Actually, maybe LLaMA is still the best?
LLM Evaluation is hard, a real world example -- 6/2/2023
The Facts
On Monday, I wrote about Falcon-40B “becoming the new best OSS model”. I may have spoken too soon.
Yao is a primary contributor to Chain-of-Thought Hub, an open-source evaluation framework built to evaluate the reasoning capabilities of models. It turns out the score for LLaMA-65B on HuggingFace’s Open LLM Leaderboard is significantly lower than the score reported in the original paper.
Why it matters
I should have known better! Evaluating LLMs is still too hard.
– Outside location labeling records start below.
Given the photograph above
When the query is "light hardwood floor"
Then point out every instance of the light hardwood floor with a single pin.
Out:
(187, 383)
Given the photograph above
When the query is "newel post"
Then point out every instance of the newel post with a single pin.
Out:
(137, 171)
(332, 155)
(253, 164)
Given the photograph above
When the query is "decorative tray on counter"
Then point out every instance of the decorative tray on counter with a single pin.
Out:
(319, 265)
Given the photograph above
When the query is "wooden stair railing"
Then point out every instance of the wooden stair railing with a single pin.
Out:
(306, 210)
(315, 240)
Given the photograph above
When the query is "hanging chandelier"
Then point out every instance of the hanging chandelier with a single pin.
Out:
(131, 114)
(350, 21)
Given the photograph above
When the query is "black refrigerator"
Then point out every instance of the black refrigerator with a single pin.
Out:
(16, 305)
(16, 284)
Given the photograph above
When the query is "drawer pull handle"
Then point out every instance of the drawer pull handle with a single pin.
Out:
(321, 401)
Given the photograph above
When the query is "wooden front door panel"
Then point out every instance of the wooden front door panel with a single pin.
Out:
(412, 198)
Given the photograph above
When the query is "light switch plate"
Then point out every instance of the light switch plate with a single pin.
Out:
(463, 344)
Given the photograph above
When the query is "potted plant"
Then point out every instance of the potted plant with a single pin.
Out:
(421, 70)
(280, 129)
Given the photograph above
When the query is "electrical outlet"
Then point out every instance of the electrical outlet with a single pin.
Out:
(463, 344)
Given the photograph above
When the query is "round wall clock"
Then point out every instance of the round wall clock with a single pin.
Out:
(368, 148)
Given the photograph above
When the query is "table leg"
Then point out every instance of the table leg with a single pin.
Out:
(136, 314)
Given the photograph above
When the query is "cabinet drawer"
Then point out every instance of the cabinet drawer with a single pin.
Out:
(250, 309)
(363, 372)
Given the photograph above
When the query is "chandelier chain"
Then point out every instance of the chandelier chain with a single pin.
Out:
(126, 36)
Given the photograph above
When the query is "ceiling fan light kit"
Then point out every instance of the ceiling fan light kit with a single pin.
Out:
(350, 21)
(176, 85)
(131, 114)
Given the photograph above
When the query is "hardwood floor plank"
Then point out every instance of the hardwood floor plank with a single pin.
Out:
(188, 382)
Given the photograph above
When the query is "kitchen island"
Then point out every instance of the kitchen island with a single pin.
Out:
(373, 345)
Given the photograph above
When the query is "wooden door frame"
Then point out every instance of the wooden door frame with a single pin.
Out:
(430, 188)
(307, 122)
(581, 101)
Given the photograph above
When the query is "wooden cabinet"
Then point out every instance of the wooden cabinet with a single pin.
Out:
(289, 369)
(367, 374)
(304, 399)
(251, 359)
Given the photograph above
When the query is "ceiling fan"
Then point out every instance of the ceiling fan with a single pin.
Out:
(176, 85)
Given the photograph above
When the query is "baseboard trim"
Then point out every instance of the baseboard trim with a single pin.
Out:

An evaluation framework that uses models to evaluate models (called AlpacaEval) was released just yesterday, and it shows a (very different!) leaderboard:
The takeaway: don’t take any release too seriously too quickly right now. Not to say all of these aren’t impressive and/or useful! We don’t have the right benchmarks yet to assess a model’s capabilities quickly. Hopefully soon.
My thoughts
With all of the confusion, here are a few things I’m confident about:
Based on the models developers choose, the best closed-source models are significantly better than the best open-source models.
The current batch of open-source models is sufficiently worse at reasoning tasks that the most sophisticated use cases are stuck with closed-source models.
Open-source models are sufficient for a number of use cases and can offer much better price/performance where that is relevant. Advanced teams are fine-tuning smaller models when the use case calls for it.